Neïl Beloufa (FR)

Neïl Beloufa - Dominant (2018)
Hybrids (2018)
Photography Gert Jan van Rooij

Neïl Beloufa – Dominant (2018)

Neïl Beloufa (b. Paris, 1985, lives and works in Paris) is internationally renowned for his large installations featuring objects made of Plexiglas, steel wire, plywood and plastic, combined with video works – documentary and fiction. In Beloufa’s oeuvre there is no hierarchy between images; styles, forms and materials are combined without limits.
Nowadays visual material is constantly being produced and shared, with hardly any distinction made in quality or meaning. As a consequence of the emergence of the internet, Beloufa believes that culture is undergoing a reassessment. In his work, he focuses on the increasing penetration of society by digital technology, which has become a universal instrument for understanding the world. Humans are allowing themselves, more and more, to be studied, guided and controlled by algorithms and statistics. From Albert Heijn and our eating habits, Netflix and our viewing habits, to our personal tastes via likes on Facebook – we allow our lives to be translated into digital data.

Beloufa makes use of the vocabulary of the information era. He creates sculptures that resemble holograms or Apple screensavers – technology to please people. His installations blur the distinction between the virtual and the physical worlds. He criticises the utopia of our neoliberal society, at the same time showing in what a complex way the internet has changed interaction and meaning in life, with fabricated identities and fake news becoming the order of the day.

The production process is in contrast with the theme of his art. Beloufa works on his installations and film sets in a warehouse in Paris, not with professional welders and technicians, but with young artists. In this profit-oriented world, Studio Beloufa functions as a way for artists to develop their skills and earn a living.
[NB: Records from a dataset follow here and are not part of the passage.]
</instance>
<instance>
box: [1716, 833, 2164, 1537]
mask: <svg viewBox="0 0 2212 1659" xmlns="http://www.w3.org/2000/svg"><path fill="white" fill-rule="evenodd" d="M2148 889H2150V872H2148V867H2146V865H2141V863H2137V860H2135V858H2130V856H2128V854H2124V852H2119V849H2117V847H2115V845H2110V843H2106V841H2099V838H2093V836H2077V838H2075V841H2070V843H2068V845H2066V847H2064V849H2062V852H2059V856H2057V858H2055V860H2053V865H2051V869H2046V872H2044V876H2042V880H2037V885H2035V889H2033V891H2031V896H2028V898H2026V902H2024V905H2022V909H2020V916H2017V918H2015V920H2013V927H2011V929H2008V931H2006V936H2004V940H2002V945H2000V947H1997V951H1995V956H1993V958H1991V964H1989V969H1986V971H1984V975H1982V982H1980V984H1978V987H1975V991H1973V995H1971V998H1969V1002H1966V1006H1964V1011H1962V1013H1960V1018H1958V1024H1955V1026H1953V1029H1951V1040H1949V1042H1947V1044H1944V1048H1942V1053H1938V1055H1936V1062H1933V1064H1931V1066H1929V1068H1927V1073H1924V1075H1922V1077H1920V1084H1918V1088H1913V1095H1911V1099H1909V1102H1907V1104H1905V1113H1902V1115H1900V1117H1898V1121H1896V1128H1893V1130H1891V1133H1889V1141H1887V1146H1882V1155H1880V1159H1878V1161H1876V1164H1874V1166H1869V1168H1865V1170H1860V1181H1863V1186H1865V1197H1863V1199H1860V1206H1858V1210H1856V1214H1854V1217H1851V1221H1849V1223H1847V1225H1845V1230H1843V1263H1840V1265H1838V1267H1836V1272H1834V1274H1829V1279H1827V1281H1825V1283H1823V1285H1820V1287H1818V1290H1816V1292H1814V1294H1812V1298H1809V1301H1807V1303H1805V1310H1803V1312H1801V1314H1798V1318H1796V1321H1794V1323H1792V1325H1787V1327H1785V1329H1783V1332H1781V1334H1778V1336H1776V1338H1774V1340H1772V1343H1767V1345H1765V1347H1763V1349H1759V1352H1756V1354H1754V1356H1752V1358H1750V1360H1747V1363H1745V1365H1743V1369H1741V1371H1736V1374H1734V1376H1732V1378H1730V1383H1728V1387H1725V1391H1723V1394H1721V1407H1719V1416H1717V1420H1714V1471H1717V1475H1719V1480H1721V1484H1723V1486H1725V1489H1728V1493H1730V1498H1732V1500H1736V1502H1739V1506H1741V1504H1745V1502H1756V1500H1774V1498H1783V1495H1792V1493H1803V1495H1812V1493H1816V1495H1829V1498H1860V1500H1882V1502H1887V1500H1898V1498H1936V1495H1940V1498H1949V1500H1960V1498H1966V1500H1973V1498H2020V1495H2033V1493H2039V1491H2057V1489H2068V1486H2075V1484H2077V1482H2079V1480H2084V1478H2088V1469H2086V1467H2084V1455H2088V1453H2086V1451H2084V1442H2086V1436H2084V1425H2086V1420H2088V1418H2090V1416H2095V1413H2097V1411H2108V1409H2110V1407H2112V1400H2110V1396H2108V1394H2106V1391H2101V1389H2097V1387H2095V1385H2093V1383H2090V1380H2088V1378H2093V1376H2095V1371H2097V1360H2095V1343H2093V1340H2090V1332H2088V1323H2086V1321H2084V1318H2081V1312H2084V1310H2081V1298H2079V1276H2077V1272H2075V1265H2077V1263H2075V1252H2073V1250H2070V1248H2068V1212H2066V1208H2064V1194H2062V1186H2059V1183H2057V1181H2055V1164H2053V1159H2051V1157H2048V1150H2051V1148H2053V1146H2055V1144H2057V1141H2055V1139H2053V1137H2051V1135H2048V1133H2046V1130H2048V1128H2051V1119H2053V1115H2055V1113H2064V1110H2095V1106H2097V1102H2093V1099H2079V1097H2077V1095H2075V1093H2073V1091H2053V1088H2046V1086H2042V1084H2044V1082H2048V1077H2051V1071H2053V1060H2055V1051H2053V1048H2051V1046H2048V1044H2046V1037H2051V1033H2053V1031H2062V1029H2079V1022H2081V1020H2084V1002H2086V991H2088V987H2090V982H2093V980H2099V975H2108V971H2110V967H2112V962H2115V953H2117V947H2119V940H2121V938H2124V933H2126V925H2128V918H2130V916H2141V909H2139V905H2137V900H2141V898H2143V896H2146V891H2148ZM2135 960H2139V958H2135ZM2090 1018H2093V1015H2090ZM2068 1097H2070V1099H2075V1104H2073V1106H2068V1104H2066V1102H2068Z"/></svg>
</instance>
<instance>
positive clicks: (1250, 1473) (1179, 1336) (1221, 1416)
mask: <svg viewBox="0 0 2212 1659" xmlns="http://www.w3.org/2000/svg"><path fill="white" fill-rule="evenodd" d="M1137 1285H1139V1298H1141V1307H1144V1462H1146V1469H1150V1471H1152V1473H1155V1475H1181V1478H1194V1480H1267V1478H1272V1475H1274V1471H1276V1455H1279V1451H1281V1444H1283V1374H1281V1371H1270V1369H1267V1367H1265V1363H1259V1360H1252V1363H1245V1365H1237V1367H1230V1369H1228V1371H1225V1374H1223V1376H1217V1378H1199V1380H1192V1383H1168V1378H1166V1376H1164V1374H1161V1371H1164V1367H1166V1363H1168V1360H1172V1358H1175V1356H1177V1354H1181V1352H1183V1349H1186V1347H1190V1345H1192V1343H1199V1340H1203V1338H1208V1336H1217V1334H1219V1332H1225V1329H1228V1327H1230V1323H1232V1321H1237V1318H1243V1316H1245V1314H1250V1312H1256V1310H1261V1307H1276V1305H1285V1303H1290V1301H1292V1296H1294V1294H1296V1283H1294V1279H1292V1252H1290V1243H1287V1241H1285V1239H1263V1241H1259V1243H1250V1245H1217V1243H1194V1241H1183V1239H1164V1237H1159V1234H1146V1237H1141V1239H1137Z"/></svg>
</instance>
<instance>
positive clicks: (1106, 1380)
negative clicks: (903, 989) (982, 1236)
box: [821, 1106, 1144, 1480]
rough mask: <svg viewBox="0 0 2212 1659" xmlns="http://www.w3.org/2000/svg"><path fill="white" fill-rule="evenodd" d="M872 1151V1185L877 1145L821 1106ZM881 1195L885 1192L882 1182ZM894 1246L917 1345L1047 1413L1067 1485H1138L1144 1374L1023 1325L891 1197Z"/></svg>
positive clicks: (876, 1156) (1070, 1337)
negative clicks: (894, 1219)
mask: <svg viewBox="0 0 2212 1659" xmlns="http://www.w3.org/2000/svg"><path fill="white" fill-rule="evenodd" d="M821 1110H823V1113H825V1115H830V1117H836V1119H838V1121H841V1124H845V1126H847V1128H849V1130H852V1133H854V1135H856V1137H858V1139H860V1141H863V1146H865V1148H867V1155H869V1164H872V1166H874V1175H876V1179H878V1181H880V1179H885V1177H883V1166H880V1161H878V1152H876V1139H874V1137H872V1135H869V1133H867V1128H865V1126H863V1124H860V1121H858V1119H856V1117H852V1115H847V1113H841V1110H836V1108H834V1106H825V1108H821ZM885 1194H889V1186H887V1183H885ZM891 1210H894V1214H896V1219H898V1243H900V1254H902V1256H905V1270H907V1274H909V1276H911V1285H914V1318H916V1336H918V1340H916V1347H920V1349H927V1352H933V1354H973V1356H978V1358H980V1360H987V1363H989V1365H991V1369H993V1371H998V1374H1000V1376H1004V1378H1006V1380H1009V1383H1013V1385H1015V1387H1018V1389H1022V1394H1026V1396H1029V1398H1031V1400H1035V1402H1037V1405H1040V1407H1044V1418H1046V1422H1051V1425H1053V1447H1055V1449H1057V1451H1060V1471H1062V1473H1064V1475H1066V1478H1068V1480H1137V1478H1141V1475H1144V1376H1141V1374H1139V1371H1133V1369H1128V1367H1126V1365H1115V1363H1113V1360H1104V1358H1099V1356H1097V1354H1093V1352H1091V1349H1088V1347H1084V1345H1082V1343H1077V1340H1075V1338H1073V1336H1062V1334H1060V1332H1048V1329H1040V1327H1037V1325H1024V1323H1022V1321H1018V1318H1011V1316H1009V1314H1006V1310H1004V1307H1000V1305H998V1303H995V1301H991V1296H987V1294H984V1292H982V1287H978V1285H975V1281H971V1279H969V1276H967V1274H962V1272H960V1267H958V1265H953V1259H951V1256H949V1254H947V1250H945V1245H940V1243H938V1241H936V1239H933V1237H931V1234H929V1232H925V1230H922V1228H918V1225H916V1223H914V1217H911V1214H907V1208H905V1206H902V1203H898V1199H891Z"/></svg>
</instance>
For Hybrids, Beloufa staged a setting of figures – consisting solely of slim outlines in rebar. Their poses do not make it clear whether this is an orgy or a fight. In the surroundings of the park, the physical but extremely fragile and subtle sculpture created the impression of a drawing, an interplay of lines on a flat plane, occupying a space somewhere between the basic effects of a digital modelling program like SketchUp and the brilliant lines of a drawing by Picasso.